Abstract
In this study, the hydrogen storage capacity of purified multiwalled carbon nanotubes (MWCNTs) was enhanced from 13- to 15-fold at a temperature of 298 K and pressure of 2.0 MPa, upon incorporation of 1.57–1.88 wt% of ultrafine Ti nanoparticles. The effect of a hydrogen spillover Ti catalyst on MWCNTs prepared using the sputtering method was investigated. A comparison between the hydrogen uptake by MWCNTs sputtered with Ti for 3000 s and that for 6000 s was also performed using the Sievert's volumetric apparatus. The significant enhancement in hydrogen uptake was attributed to the interfacial diffusion of hydrogen from Ti to the MWCNTs. The re-adsorption of hydrogen on the pristine MWCNTs and Ti-decorated MWCNTs dehydrogenated at 200 °C indicated that the samples did not compromise their reversible hydrogen uptake during the hydrogenation–dehydrogenation cycles. It was also found that longer exposure of Ti to the MWCNTs during sputtering improved the hydrogen storage capacity. This improvement could be attributed to the presence of a higher amount of Ti deposited on the MWCNTs, as indicated by thermogravimetric analysis study.

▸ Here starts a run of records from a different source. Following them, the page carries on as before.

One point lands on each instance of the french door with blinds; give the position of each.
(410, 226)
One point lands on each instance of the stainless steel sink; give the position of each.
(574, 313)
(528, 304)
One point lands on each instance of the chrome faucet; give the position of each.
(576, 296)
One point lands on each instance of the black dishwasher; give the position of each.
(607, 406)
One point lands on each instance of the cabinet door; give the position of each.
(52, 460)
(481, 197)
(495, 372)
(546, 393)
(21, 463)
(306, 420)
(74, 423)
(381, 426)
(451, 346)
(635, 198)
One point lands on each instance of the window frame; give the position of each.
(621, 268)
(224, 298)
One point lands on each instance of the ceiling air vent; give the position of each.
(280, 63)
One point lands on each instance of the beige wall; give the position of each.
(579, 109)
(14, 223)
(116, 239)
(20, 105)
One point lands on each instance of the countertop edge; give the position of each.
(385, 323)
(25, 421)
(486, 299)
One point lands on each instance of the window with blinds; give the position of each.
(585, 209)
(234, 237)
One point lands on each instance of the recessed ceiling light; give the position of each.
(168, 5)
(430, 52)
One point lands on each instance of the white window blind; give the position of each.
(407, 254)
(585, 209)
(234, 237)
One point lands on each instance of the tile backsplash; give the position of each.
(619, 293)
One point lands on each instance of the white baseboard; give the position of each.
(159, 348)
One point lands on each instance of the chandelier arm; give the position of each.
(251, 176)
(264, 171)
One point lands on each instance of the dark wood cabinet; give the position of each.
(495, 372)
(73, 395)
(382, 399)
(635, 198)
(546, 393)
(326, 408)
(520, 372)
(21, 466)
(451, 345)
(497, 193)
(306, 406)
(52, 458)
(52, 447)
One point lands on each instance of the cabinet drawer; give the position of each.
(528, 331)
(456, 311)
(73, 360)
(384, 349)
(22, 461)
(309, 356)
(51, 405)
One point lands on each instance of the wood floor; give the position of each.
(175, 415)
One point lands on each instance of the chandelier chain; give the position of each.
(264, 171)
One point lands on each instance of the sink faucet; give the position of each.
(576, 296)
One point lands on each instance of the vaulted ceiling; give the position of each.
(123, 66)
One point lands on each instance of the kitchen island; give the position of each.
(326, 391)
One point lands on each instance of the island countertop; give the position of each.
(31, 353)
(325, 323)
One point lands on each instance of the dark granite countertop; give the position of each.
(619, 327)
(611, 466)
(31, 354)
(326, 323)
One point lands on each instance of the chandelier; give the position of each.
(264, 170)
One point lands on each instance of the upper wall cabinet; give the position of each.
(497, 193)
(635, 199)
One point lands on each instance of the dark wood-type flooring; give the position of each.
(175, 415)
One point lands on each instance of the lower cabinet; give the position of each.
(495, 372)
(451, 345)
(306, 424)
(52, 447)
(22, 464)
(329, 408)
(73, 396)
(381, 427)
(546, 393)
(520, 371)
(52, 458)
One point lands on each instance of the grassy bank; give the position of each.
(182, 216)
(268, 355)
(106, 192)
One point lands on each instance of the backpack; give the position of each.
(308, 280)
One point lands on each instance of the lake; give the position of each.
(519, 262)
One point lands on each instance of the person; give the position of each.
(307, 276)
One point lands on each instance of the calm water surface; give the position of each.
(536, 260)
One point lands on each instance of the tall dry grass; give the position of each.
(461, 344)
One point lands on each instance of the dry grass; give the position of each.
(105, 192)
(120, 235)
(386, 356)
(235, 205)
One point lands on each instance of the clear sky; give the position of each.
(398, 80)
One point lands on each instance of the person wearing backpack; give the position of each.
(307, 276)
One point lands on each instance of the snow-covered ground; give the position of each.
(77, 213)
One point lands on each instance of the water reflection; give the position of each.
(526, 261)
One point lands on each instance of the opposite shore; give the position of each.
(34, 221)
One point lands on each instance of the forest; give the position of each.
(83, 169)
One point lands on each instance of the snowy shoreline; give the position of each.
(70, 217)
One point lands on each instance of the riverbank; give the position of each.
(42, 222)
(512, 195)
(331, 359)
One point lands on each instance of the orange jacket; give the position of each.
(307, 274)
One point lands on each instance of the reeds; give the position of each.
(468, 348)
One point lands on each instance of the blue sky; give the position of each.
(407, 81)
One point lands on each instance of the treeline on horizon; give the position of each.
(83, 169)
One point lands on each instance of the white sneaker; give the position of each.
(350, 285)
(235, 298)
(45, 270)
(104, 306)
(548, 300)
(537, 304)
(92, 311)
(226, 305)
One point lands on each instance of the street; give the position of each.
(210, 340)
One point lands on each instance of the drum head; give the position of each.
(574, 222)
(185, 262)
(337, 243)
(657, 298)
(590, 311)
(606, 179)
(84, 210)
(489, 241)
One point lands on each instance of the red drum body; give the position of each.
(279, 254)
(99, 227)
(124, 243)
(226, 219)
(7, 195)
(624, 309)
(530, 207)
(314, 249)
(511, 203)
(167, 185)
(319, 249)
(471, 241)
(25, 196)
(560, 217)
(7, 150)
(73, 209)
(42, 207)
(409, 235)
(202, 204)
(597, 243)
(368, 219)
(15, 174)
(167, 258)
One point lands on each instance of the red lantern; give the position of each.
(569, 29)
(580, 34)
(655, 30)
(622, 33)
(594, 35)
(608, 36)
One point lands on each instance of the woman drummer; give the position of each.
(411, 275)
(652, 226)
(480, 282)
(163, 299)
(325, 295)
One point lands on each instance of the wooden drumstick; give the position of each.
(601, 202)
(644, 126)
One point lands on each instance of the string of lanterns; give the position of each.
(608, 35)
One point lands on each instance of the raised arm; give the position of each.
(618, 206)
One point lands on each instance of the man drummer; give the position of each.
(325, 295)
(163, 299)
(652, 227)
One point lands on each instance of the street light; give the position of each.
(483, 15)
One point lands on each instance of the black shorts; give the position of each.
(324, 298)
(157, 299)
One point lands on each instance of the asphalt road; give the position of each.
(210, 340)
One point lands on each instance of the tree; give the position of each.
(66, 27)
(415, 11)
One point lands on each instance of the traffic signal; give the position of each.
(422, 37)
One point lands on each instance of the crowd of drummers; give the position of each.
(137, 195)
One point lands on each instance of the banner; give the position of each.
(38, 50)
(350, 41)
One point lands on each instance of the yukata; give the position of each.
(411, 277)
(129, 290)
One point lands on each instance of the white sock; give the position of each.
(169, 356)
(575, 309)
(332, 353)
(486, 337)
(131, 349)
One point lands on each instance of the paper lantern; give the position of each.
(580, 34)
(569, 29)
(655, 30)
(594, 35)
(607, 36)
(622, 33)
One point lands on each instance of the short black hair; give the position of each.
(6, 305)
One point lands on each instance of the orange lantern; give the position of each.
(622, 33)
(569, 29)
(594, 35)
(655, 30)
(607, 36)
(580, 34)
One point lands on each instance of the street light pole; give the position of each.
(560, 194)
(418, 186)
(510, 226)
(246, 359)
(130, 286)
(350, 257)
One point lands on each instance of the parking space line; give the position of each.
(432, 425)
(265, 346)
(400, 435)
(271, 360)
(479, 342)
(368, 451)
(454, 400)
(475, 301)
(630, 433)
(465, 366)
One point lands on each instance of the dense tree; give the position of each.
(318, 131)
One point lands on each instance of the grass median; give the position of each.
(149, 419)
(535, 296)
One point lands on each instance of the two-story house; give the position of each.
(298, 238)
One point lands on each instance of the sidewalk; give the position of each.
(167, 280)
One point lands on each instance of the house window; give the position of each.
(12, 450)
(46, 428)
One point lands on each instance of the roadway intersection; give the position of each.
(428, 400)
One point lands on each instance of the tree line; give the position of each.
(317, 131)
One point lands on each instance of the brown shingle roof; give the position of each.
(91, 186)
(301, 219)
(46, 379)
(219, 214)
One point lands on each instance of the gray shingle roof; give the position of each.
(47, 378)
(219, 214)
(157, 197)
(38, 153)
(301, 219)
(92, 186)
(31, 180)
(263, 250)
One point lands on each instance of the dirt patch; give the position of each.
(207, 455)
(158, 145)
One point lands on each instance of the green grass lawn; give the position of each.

Representation of hydrogen uptake and spillover mechanism of ultrafine Ti nanoparticle decorated MWCNTs. [Display omitted]
•Preparation of Ti/MWCNTs composites by time dependent sputtering method.•SEM and TEM analysis demonstrates nanostructured characterization of samples.•Hydrogen storage improvement of composite is 13- and 15- fold compared to pristine.•Enhancement is associated with interfacial diffusion of hydrogen from Ti to MWCNTs.•Reversibility of hydrogen uptake intact upon hydrogenation–dehydrogenation cycles.